Basically the process of strategy making consists of two main parts: Formulation and Implementation. The five sub-stages of the process are analysis, strategy formation, goal-setting, strategy implementation (structure) and strategy monitoring (control & feedback).


Analysis is a key stage because the information gained in this stage will shape the next two stages. In this stage as much information and data relevant to accomplish the vision is collected involving comprehensive market research as well as conducting Porter's Five Forces, SWOT, PESTEL and value chain analyses and gathering experts. The focus of the analysis should be on understanding the needs of the business as a sustainable entity, its strategic direction and identifying initiatives that will help business grow. It is crucial to examine any external or internal issues that can affect the goals and objectives and to identify both the strengths and weaknesses of the organization as well as any threats and opportunities that may arise along the path.

Strategy Formation

The first step in forming a strategy is to review the information gleaned from completing the analysis. Resources the business currently has that can help reach the defined goals and objectives need to be determined and any areas of which the business must seek external resources must be identified. Once prioritized, strategy formulating can begin.

A generic strategy must be selected, for example, low-cost, differentiation etc. based upon the value-chain implications for core competence and potential competitive advantage. Risk assessments and contingency plans need to be developed based upon external forecasting. Brand positioning and image should be solidified.
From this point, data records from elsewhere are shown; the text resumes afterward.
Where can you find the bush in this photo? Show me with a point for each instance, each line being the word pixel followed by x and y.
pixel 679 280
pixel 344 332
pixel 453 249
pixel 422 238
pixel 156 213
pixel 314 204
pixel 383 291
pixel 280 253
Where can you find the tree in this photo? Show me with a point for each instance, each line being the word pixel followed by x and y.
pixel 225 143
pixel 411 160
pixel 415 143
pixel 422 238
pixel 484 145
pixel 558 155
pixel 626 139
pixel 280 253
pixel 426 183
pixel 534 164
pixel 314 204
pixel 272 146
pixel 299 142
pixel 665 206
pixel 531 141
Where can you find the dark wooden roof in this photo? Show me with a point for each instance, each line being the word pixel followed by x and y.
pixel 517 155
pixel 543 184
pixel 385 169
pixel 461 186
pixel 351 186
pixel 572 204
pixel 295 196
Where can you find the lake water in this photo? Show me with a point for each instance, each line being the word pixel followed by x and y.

To clarify the vision for the business is the most important purpose of the goal-setting stage by identifying three key facets:

  1. define both short- and long-term objectives

  2. identify the process of how to accomplish your objective

  3. customize the process for your staff, give each person a task with which he can succeed

During this process one have to keep in mind to keep the goals detailed, realistic and match the values of the vision. Usually this stage closes with writing a mission statement communicating the goals to shareholders and employees.

INTEL’s transformation from a memory company, founded in 1968, into a microprocessor company during the early 1980s is a good example to show how Goal-Setting helped INTEL to re-clarify their vision and to re-position themselves and capitalise of the phenomenal growth of the PC industry during the 1980s.

Strategy Implementation - Structure

Successful strategy implementation is critical to the success of the business venture. This is the action stage of the strategic management process. If the overall strategy does not work with the business' current structure, a new structure should be installed at the beginning of this stage. Everyone within the organization must be made clear of their responsibilities and duties, and how that fits in with the overall goal. Additionally, any resources or funding for the venture must be secured at this point. Once the funding is in place and the employees are ready, the plan can be executed.

Evaluation, Control and Feedback

Strategy evaluation and control actions include performance measurements, consistent review of internal and external issues and making corrective actions when necessary. Any successful evaluation of the strategy begins with defining the parameters to be measured. These parameters should mirror the goals set. Progress has to be determined by measuring the actual results versus the plan. Internal and external issues have to be monitored to react to any substantial change in the business environment. If the strategy is not moving the company toward its goal, corrective actions need to be taken. If those actions are not successful, the strategic management process must be repeated. Because internal and external issues are constantly evolving, any data gained in this stage should be retained to help with any future strategies.